Monday 9 May 2016

USA: Nebraska Tourism Should Stay Independent,State Tourism Director Kathy McKillip Says.

The Nebraska Tourism Commission should stay independent despite a damning financial audit released late last month, State Tourism Director Kathy McKillip says.

Lawmakers decoupled Tourism from the state Department of Economic Development in 2012, eliminating the governor's direct control over the agency and assigning its supervision to a nine-member industry board.

The change received overwhelming support at the time, but the new state audit criticizing dozens of the commission's expenditures led Gov. Pete Ricketts, former Gov. Dave Heineman and others to publicly question the decision in recent days.

"Despite this past week, I believe it's the right move," McKillip said Friday. "We've really made some amazing strides."

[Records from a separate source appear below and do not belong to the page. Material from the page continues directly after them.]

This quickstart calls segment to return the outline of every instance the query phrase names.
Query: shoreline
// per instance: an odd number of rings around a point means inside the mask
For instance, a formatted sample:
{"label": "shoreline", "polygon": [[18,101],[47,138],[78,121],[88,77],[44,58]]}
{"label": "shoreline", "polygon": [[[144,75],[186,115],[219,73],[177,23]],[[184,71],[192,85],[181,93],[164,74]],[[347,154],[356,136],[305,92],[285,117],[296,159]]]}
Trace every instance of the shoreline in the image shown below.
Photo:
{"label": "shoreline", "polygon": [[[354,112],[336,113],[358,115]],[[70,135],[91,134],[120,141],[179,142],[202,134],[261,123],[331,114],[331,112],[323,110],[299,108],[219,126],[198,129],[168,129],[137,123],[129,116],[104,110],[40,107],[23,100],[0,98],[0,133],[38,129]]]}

Nebraska's main travel groups also defended the arrangement.

In a five-page letter Friday, the Nebraska Travel Association and the Nebraska Association of Convention and Visitors Bureaus blamed McKillip's leadership of the agency — not the commission's structure — for the problems revealed by the audit.

Those included $4.4 million in poorly documented cost overruns on contracts with the agency's main advertising firm, Bailey Lauerman, as well as various questionable expenditures that included paying $18,511 to help a staffer move 219 miles from Sidney to Kearney.

Ricketts and Heineman, who was governor when the Tourism Commission was formed in 2012, have both called for McKillip to be fired, and said putting Tourism back under Economic Development would make the entity more accountable to taxpayers.

But former Economic Development Director Cathy Lang said splitting Tourism from her agency had benefits.

"They were no longer having to compete within the agency against the other two major efforts of Economic Development," she said.

Those efforts, community and business development, tended to steal focus from tourism, Lang said, and businesses that rely on travel probably "elevated their voice" when the Tourism Commission was formed.

McKillip pointed to steady gains in Nebraska's state lodging tax revenue as a sign of success. Receipts grew 7.1 percent last year, and 8.2 percent in 2014.

Yet those increases aren't strikingly different than in years before Tourism became independent.

For example, lodging tax collections swelled by more than 10 percent in 2007, according to data from the Nebraska Department of Revenue.



Tourism can thrive under a governor's leadership as long as the governor is willing to make it a focus, said Stan Matzke, another former Economic Development director.

Matzke led the department under Gov. J. James Exon from 1971 to 1973 — boom time for Nebraska's tourism legacy. That's when visitors' centers popped at highway rest areas across the state, the Arbor Day Foundation was born and "The Good Life" became the state slogan.

Exon was key in those developments, Matzke said, as was John Rosenow, who was tourism director when he started the Arbor Day Foundation in 1972.

Matzke said McKillip should be held accountable for the Tourism Commission's recent financial issues.

McKillip has blamed growing pains for the documentation errors and questionable expenses cited in the audit, saying she and her 11 staffers weren't prepared or equipped for the diligence necessary when the commission was formed.

Lang said she can sympathize with McKillip, whom she described as a friend.

In 1998, Lang led Nebraska's Property Assessment Division when it split from the Nebraska Department of Revenue. That process was challenging, and would have been even more difficult without guidance from the Department of Administrative Services, which provides finance and purchasing assistance for state agencies.

"The Department of Tourism didn't have that same benefit," Lang said.

Tourism lost its automatic ties to Administrative Services when it became independent, leaving it up to McKillip and her team to fend for themselves.

Matzke said that's no excuse.

"Bull---t," he said. "She didn't start a new agency."

McKillip transitioned an existing Tourism team to a different leadership model, and any holes in its operations should have been obvious to an experienced director making in excess of $80,000 per year, Matzke said.

"If you don't know what you're doing, then you ought to ask people," he said. "A good leader does that."